Although we can offer no solution to the general problem of mismatches between molecular and morphological divergence estimators–an issue scarcely unique to equid systematics–this model predicts that some previously described North American Pliocene and early Pleistocene Equus species (e.g. E. simplicidens, E. idahoensis; [Azzaroli and Voorhies, 1993]), or specimens thereof, may be ancestral to extant Equus and/or late Pleistocene Haringtonhippus.

Temporal and geographic range overlap of Pleistocene equids in North America

Three new radiocarbon dates of ~14.4 14C ka BP from a Yukon Haringtonhippus fossil greatly extends the known temporal range of this genus in eastern Beringia. This result demonstrates, contrary to its previous LAD of 31,400 ± 1200 14C years ago (AA 26780; [Guthrie, 2003]), that Haringtonhippus survived throughout the last glacial maximum in eastern Beringia (Clark et al., 2009) and may have come into contact with humans near the end of the Pleistocene (Goebel et al., 2008; Guthrie, 2006).
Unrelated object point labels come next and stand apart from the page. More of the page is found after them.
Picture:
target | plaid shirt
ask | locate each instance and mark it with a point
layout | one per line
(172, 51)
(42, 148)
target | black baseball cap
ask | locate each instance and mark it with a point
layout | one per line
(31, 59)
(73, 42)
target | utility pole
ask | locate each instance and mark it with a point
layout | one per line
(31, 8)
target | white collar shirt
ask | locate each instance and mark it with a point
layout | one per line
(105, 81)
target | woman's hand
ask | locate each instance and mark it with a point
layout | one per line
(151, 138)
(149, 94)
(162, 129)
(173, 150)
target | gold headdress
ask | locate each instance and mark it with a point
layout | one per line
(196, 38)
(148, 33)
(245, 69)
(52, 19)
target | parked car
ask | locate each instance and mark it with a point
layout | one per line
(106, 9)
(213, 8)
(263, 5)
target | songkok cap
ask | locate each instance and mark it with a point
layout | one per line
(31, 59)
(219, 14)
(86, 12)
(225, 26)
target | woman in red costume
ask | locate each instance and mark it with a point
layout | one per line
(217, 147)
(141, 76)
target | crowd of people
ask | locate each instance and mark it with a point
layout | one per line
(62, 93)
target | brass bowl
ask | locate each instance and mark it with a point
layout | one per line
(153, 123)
These data suggest that populations of stilt-legged Haringtonhippus and stout-legged caballine Equus were sympatric, both north and south of the continental ice sheets, through the late Pleistocene and became extinct at roughly the same time. The near synchronous extinction of both horse groups across their entire range in North America suggests that similar causal mechanisms may have led each to their demise.
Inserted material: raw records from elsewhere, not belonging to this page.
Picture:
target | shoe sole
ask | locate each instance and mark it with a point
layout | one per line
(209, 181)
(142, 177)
The sympatric nature of these equids raises questions of whether they managed to live within the same community without hybridizing or competing for resources. Extant members of the genus Equus vary considerably in the sequence of Prdm9, a gene involved in the speciation process, and chromosome number (karyotype) (Ryder et al., 1978; Steiner and Ryder, 2013), and extant caballine and non-caballine Equus rarely produce fertile offspring (Allen and Short, 1997; Steiner and Ryder, 2013). It is unlikely, therefore, that the more deeply diverged Haringtonhippus and caballine Equus would have been able to hybridize. Future analysis of high coverage nuclear genomes, ideally including an outgroup such as Hippidion, will make it possible to test for admixture that may have occurred soon after the lineages leading to Haringtonhippus and Equus diverged, as occurred between the early caballine and non-caballine Equus lineages (Jónsson et al., 2014). It may also be possible to use isotopic and/or tooth mesowear analyses to assess the potential of resource partitioning between Haringtonhippus and caballine Equus in the New World.
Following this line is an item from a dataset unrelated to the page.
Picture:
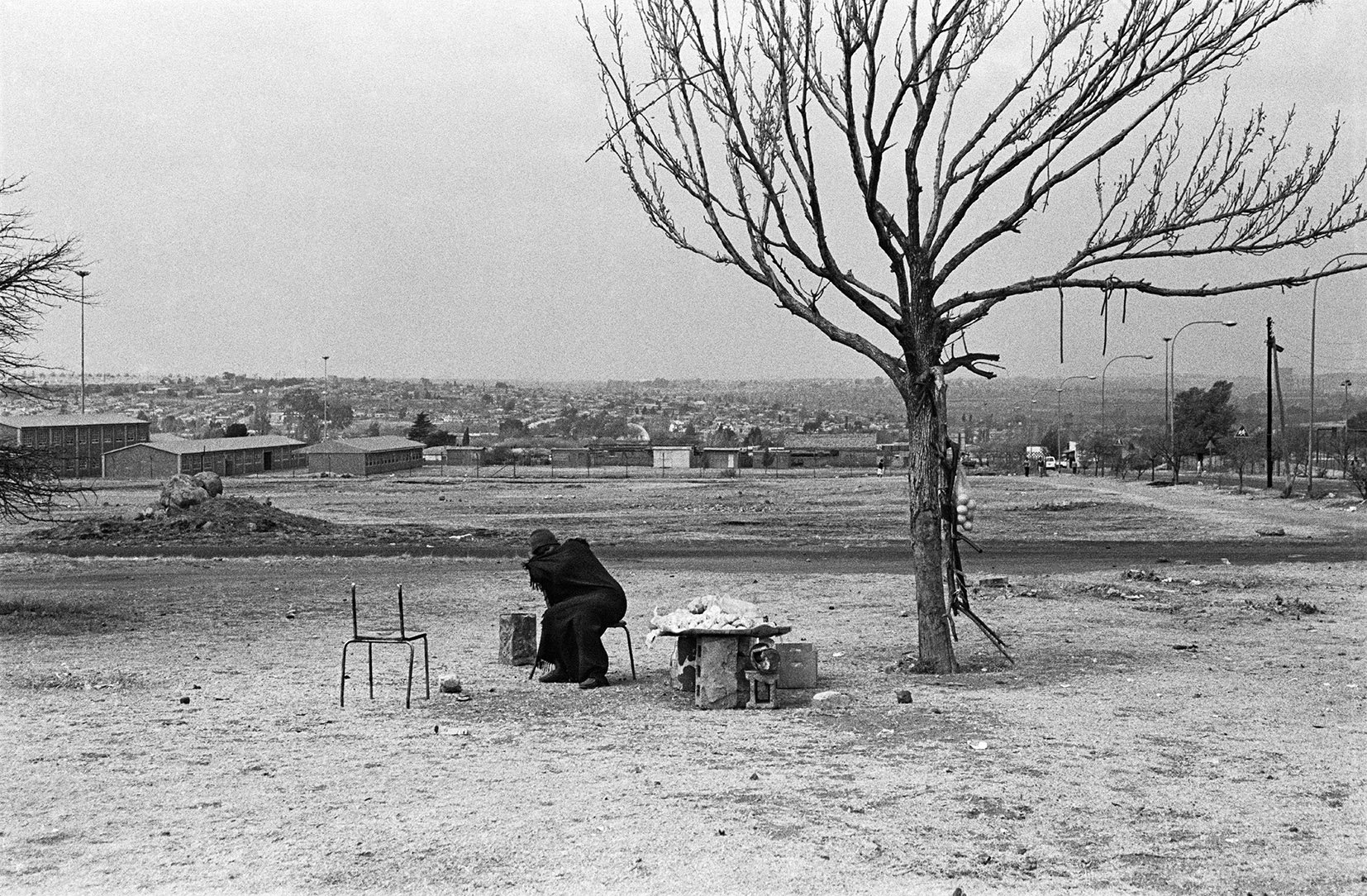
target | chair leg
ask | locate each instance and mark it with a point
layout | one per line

Fossil systematics in the palaeogenomics and proteomics era: concluding remarks

Fossils of NWSL equids have been known for more than a century, but until the present study their systematic position within Plio-Pleistocene Equidae was poorly characterized. This was not because of a lack of interest on the part of earlier workers, whose detailed anatomical studies strongly indicated that what we now call Haringtonhippus was related to Asiatic wild asses, such as Tibetan khulan and Persian onagers, rather than to caballine horses (Eisenmann et al., 2008; Guthrie, 2003; Scott, 2004; Skinner and Hibbard, 1972). That the cues of morphology have turned out to be misleading in this case underlines a recurrent problem in systematic biology, which is how best to discriminate authentic relationships within groups, such as Neogene equids, that were prone to rampant convergence. The solution we adopted here was to utilize both palaeogenomic and morphometric information in reframing the position of Haringtonhippus, which now clearly emerges as the closest known outgroup to all living Equus.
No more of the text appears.